Billy Wilcosky wrote about how he missed RSS last year - his observations match mine almost exactly. See the corresponding thread on Hacker News. One person observed that, when they checked their Feedly account, this is what they observed:

Turns out, most of the blogs I subscribed to back in the day are now defunct or not updated much. I think that’s why I eventually stopped going to my Feedly for RSS aggregation, and instead for the few moments a day I want to read news/waste time, I just go directly to The Verge, Hacker News, and/or Reddit.

That’s similar to my experiences. I think what happened is, RSS and blogs used to serve the same purpose as what we get from social media now. In the early 2000s, we blogged about everything. All of the random stuff that people tweet about? It would go on their blog. All of my old, entirely random blog posts are still up if you want to know what it was like.

All that being said, there is still an immense amount of value from RSS. I like that I can get news and posts from multiple sites all in one place. Social media’s signal-to-noise ratio is awful in most cases. With RSS feeds, you build your list. The biggest problem is finding quality feeds. Fortunately, there are still multiple RSS feeds for places like Hacker News and most blogs still have an RSS feed… it is just hidden in the HTML head behind something like this:

<link rel="alternate" type="application/rss+xml" href="/feed.xml" />

I’ve found that, with a good RSS reader like Reeder, I can fly through a list of 100-200 feeds. If I see a good one, I can shoot it over to a read later service or, more likely for me, leave it unread for later. With a cloud service like Newsblur or Feedly, I can catch up on my phone or laptop or wherever I am.
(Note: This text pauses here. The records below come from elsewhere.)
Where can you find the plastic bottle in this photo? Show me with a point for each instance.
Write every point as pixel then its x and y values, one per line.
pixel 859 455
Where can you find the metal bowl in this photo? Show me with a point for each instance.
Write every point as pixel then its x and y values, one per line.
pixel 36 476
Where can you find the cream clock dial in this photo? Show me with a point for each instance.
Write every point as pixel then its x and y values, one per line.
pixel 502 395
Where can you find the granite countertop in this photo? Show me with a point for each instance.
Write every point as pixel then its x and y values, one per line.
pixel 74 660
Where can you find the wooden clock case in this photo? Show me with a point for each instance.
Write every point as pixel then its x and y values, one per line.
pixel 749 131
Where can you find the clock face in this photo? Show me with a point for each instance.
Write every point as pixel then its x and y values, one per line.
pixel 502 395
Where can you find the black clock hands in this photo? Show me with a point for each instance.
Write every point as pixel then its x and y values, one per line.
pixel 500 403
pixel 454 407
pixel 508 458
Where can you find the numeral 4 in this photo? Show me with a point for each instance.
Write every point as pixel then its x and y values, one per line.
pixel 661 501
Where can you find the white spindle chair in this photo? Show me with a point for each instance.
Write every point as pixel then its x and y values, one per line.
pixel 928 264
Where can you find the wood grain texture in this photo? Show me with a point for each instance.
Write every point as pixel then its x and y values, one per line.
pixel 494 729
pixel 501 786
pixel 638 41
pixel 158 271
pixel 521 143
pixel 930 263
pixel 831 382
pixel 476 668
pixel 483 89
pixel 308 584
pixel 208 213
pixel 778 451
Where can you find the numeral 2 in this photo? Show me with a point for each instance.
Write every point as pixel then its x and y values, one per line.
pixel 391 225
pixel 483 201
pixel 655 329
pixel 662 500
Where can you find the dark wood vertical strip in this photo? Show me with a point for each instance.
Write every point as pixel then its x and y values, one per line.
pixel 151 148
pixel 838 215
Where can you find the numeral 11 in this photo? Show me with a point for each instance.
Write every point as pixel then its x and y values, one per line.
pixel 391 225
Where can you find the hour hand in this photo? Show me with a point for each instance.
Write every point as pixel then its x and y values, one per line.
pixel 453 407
One thing that surprisingly has increased more in usage is email newsletters. There are some outstanding ones out there - Cooper Press newsletters being a prime example. Services like Newsblur and other SaaS RSS services have support for converting newsletters into RSS feeds so you can still get your newsletter content in one place.

Lately, I’ve been reading of people who are more interested in decentralized services… might I suggest the humble RSS feed?